Vincenzo: Auf jeden Fall. Spannend fand ich auch, dass sie gesagt hat, dass sich dieses klassische Computer-Nerd-Klischee, das wir alle im Kopf haben, aufgebrochen wird und die Jobs, die dahinter stecken, einfach „normal“ werden. Gerade für den Nachwuchs ist es schon wichtig, früh mit IT-Themen in Berührung kommen. Denn wir haben gesehen, dass IT-Jobs in der Autobranche nicht nur wichtig für klassische Themen wie KI und autonomes Fahren sind, sondern auch in Bereichen wie Recruiting.

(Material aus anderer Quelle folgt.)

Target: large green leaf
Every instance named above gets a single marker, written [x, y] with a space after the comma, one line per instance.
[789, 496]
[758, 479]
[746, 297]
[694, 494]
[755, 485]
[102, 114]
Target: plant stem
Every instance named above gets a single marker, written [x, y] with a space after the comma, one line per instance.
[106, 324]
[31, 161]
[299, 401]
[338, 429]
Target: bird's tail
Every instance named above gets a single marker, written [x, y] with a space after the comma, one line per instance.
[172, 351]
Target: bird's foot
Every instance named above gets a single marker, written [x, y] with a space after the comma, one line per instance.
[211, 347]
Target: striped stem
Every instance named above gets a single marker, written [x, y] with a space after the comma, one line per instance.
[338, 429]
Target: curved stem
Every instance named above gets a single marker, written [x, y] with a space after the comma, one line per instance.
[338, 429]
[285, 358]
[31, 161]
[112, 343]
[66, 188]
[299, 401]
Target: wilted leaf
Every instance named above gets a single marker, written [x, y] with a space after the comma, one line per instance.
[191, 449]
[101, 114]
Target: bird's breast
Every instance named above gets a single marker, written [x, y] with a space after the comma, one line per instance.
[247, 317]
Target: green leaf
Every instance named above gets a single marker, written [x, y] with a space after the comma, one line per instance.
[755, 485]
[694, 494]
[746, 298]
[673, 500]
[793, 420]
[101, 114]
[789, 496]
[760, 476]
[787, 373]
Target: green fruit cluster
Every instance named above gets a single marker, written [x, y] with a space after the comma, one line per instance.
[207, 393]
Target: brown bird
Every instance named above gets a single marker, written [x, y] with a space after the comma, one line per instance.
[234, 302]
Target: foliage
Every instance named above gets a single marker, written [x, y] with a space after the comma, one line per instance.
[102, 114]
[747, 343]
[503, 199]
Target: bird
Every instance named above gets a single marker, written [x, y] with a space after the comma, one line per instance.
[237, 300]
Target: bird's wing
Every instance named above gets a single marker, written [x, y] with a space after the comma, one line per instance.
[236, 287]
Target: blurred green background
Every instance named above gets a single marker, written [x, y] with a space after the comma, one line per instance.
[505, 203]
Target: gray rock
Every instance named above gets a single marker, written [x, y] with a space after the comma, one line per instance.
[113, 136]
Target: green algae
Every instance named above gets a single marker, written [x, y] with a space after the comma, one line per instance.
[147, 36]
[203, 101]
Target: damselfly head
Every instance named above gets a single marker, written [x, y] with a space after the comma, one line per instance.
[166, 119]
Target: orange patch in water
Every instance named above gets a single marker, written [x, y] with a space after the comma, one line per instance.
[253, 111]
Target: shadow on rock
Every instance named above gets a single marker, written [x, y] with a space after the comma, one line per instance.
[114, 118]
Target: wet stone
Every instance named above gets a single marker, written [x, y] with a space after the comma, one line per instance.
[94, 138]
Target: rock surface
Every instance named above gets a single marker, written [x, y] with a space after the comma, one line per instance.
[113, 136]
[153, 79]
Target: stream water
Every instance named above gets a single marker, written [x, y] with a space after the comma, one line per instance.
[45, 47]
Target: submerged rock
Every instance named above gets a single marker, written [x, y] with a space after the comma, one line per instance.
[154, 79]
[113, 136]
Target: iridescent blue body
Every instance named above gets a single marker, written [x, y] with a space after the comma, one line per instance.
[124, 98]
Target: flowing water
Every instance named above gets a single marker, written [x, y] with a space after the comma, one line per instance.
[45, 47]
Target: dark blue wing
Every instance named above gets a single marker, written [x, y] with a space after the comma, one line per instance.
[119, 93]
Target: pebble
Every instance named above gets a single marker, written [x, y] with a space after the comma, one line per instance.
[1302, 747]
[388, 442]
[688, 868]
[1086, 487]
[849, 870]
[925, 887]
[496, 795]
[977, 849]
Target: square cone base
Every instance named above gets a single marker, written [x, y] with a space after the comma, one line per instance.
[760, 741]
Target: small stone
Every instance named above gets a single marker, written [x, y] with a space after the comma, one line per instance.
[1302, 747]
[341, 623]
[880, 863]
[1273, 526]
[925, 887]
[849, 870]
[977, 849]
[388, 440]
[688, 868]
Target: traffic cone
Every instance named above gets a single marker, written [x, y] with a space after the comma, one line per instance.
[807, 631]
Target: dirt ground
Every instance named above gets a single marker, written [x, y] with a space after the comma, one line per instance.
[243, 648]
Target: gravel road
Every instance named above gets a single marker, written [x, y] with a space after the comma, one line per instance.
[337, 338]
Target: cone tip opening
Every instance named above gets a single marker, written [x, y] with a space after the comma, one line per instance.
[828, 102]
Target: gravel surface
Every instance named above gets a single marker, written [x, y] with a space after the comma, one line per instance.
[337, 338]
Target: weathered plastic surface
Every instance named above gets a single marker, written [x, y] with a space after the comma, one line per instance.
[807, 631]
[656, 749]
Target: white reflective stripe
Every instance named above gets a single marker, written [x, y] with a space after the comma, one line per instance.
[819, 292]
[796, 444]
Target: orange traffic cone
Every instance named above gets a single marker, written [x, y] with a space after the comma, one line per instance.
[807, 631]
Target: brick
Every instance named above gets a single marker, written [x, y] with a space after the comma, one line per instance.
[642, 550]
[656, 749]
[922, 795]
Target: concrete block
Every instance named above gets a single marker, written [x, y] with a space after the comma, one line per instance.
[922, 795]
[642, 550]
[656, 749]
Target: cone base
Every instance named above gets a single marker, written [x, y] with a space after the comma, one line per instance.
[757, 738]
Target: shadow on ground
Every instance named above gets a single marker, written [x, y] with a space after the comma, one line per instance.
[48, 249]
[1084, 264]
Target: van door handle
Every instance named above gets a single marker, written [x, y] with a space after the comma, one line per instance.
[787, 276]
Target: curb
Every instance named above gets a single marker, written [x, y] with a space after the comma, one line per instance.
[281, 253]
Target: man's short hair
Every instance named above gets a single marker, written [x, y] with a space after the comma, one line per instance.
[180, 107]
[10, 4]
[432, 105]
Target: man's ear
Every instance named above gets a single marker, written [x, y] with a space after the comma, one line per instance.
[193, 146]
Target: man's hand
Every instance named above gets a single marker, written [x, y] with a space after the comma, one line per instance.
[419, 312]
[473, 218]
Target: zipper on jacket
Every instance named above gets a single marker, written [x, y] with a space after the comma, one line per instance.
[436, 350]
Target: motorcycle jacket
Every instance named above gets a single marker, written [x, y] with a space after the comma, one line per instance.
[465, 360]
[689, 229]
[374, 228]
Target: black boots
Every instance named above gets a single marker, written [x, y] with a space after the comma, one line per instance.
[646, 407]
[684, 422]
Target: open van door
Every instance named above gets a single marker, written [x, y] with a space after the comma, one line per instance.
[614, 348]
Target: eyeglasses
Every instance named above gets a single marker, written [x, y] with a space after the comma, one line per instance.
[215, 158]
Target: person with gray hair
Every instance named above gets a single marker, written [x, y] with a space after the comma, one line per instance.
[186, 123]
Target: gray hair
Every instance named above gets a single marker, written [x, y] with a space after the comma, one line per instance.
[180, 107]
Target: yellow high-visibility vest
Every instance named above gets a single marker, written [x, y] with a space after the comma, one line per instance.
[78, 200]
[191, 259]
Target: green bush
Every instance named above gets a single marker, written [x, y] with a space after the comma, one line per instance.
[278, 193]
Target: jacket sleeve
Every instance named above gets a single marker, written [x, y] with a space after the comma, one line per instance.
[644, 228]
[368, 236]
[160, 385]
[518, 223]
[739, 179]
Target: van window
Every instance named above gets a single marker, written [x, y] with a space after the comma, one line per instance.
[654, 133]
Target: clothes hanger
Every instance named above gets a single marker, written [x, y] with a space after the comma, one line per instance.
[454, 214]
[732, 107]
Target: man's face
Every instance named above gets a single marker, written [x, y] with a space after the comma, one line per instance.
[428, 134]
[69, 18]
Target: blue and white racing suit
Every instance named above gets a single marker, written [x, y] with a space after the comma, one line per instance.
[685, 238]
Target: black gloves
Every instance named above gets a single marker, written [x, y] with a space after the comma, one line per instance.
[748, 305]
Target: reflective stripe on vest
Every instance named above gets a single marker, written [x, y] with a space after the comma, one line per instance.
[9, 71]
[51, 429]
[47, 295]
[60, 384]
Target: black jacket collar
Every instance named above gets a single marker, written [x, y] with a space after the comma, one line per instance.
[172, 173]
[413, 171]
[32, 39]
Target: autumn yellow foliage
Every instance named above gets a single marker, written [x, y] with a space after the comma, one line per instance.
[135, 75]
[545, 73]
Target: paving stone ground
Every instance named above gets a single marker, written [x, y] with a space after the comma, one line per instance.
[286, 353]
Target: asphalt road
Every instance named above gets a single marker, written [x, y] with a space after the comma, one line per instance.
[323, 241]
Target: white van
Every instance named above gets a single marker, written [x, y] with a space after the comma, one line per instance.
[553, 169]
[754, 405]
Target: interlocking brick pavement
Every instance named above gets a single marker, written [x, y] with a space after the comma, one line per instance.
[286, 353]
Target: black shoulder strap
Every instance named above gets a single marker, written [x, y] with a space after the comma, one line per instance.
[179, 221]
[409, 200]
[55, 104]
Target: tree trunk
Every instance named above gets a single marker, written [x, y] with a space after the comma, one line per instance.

Alina: Einer, der sich mit Innovationen und Trends in der Automobilindustrie auskennt, ist Dr. Max Senges. Er ist CEO und Rektor der Programmierschule 42 Wolfsburg. Diese Schule ist sozusagen ein Ableger der 42 aus Frankreich und damit ist sie Teil eines internationalen Bildungsnetzwerks, das vor allem für sein innovatives Ausbildungskonzept bekannt ist.
Interview Dr. Max Senges
Alina: Hi Max, schön, dass du da bist.
Max: Hi, schön, dass ihr mich eingeladen habt, vielen Dank.
Alina: Verrat uns doch zum Anfang direkt zwei Dinge: Was ist die Programmierschule 42 Wolfsburg und was ist dein Job?
Max: Ja, die 42 ist natürlich vor allem erst mal die Antwort auf die Frage nach dem Sinn des Lebens, des Universums und all sowas. Das heißt, wir sind eine Schule, die mit einer Antwort anfängt und dann ganz viel motivierte junge und alte Leute zusammen bringt, die herausfinden wollen, was denn eigentlich die richtigen Fragen sind, um so eine tolle Antwort zu bekommen.
Wir sind eine Programmierschule in Wolfsburg, die Ende 2022 600 Studenten beherbergen wird, die bei uns Software Engineering lernen, und das auf eine ganz besondere Weise, indem sie Peer Learning betreiben, Wissen nicht von einem Lehrer / Professor vermittelt bekommen, sondern miteinander sich diesen Wissensraum programmieren, erarbeiten und dabei auch noch ganz viele Teamfähigkeiten- und Eigenverantwortungs- Mindset-Aspekte mitnehmen.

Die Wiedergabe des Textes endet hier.